Researchers warn of a surge in cyber attacks against Microsoft Exchange servers exploiting the recently disclosed ProxyLogon vulnerabilities.
On March 2nd, Microsoft released emergency out-of-band security updates that address four zero-day issues (CVE-2021-26855, CVE-2021-26857, CVE-2021-26858, and CVE-2021-27065) in all supported MS Exchange versions that are actively exploited in the wild.
Check Point Research team reported that that in a time span of 24 hours the exploitation attempts are doubling every two hours.
“CPR has seen hundreds of exploit attempts against organizations worldwide” reads the post published by CheckPoint. “In the past 24 hours alone, CPR has observed that the number exploitation attempts on organizations it tracks doubled every two to three hours.”
Most of exploit attempts targeted organizations in Turkey (19%), followed by United States (18%) and Italy (10%). Most targeted sectors have been Government/Military (17% of all exploit attempts), followed by Manufacturing (14%), and then Banking (11%).
Below the details of the ProxyLogon vulnerabilities:
- The first zero-day, tracked as CVE-2021-26855, is a server-side request forgery (SSRF) vulnerability in Exchange that could be exploited by an attacker to authenticate as the Exchange server by sending arbitrary HTTP requests.
- The second flaw, tracked as CVE-2021-26857, is an insecure deserialization vulnerability that resides in the Unified Messaging service. The flaw could be exploited by an attacker with administrative permission to run code as SYSTEM on the Exchange server.
- The third vulnerability, tracked as CVE-2021-26858, is a post-authentication arbitrary file write vulnerability in Exchange.
- The last flaw, tracked as CVE-2021-27065, is a post-authentication arbitrary file write vulnerability in Exchange.
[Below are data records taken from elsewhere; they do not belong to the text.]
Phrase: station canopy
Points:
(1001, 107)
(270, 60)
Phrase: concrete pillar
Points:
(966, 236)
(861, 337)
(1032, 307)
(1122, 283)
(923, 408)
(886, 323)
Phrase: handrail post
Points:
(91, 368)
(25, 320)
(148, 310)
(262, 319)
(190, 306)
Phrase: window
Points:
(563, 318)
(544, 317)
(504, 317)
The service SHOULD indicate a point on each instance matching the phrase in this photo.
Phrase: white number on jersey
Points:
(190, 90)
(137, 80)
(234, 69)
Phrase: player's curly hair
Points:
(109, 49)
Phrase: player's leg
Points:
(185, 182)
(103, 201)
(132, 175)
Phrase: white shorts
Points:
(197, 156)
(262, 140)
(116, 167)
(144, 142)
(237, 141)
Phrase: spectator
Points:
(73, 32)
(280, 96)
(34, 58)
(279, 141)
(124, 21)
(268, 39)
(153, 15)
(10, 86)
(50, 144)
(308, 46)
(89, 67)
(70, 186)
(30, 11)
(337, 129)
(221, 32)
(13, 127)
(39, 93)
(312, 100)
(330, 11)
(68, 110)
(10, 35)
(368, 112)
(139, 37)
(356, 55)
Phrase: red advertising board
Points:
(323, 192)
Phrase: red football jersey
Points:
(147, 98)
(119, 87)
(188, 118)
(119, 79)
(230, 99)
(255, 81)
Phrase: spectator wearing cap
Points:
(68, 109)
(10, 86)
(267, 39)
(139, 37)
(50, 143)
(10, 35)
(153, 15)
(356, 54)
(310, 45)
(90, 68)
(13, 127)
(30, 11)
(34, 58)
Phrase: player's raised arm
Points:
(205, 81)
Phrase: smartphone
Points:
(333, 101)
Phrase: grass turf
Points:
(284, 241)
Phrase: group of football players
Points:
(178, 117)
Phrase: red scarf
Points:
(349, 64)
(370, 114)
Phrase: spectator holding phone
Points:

The IT giant reported that at least one China linked APT group, tracked as HAFNIUM, chained these vulnerabilities to access on-premises Exchange servers to access email accounts, and install backdoors to maintain access to victim environments.
According to Microsoft, the Hafnium APT exploited these vulnerabilities in targeted attacks against US organizations. The group historically launched cyber espionage campaigns aimed at US-based organizations in multiple industries, including law firms and infectious disease researchers.
In past campaigns, HAFNIUM attackers also interacted with victim Office 365 tenants.
The availability online of PoC exploit tool online pose a serious risk to organizations.
This week, the independent security researcher Nguyen Jang published on GitHub a proof-of-concept tool to hack Microsoft Exchange servers. The tool chains two of the ProxyLogon vulnerabilities recently addressed by Microsoft.
The availability of the proof-of-concept code was first reported by The Record.
The availability of the exploit online was immediately noticed by several cyber security experts, including Marcus Hutchins.
A few hours after the publication, GitHub took down the PoC hacking tool because it posed a threat to Microsoft’s customers using the Microsoft Exchange solution.
Experts believe that cybercrime organizations and state-sponsored group could exploit the code in like attacks,
ESET researchers pointed out that other threat actors, such as cybercrime Tick, LuckyMouse, and Calypso, had also been exploiting the ProxyLogon flaws before Microsoft addressed them.
Microsoft researchers also spotted a ransomware gangs that is exploiting ProxyLogon flaws to spread a piece of malware tracked as DearCry.